XG-NID: Dual-Modality Network Intrusion Detection using a Heterogeneous Graph Neural Network and Large Language Model
- URL: http://arxiv.org/abs/2408.16021v1
- Date: Tue, 27 Aug 2024 01:14:34 GMT
- Title: XG-NID: Dual-Modality Network Intrusion Detection using a Heterogeneous Graph Neural Network and Large Language Model
- Authors: Yasir Ali Farrukh, Syed Wali, Irfan Khan, Nathaniel D. Bastian,
- Abstract summary: "XG-NID" is the first to fuse flow-level and packet-level data within a heterogeneous graph structure.
XG-NID uniquely enables real-time inference while effectively capturing the intricate relationships between flow and packet payload data.

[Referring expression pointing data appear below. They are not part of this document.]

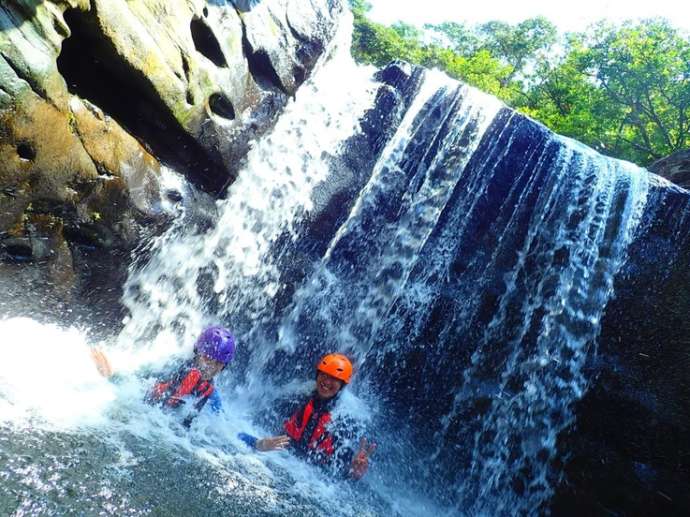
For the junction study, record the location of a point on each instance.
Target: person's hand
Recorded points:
(361, 462)
(101, 362)
(274, 443)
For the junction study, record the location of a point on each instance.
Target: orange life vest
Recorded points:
(307, 428)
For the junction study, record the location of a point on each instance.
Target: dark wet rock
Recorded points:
(96, 95)
(675, 168)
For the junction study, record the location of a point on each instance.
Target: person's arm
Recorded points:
(273, 443)
(102, 363)
(360, 463)
(215, 402)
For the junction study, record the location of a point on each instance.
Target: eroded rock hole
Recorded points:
(95, 71)
(26, 151)
(206, 43)
(221, 106)
(261, 68)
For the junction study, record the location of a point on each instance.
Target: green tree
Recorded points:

- Score: 5.298018090482744
- License: http://creativecommons.org/licenses/by/4.0/
- Abstract: In the rapidly evolving field of cybersecurity, the integration of flow-level and packet-level information for real-time intrusion detection remains a largely untapped area of research. This paper introduces "XG-NID," a novel framework that, to the best of our knowledge, is the first to fuse flow-level and packet-level data within a heterogeneous graph structure, offering a comprehensive analysis of network traffic. Leveraging a heterogeneous graph neural network (GNN) with graph-level classification, XG-NID uniquely enables real-time inference while effectively capturing the intricate relationships between flow and packet payload data. Unlike traditional GNN-based methodologies that predominantly analyze historical data, XG-NID is designed to accommodate the heterogeneous nature of network traffic, providing a robust and real-time defense mechanism. Our framework extends beyond mere classification; it integrates Large Language Models (LLMs) to generate detailed, human-readable explanations and suggest potential remedial actions, ensuring that the insights produced are both actionable and comprehensible. Additionally, we introduce a new set of flow features based on temporal information, further enhancing the contextual and explainable inferences provided by our model. To facilitate practical application and accessibility, we developed "GNN4ID," an open-source tool that enables the extraction and transformation of raw network traffic into the proposed heterogeneous graph structure, seamlessly integrating flow and packet-level data. Our comprehensive quantitative comparative analysis demonstrates that XG-NID achieves an F1 score of 97\% in multi-class classification, outperforming existing baseline and state-of-the-art methods. This sets a new standard in Network Intrusion Detection Systems by combining innovative data fusion with enhanced interpretability and real-time capabilities.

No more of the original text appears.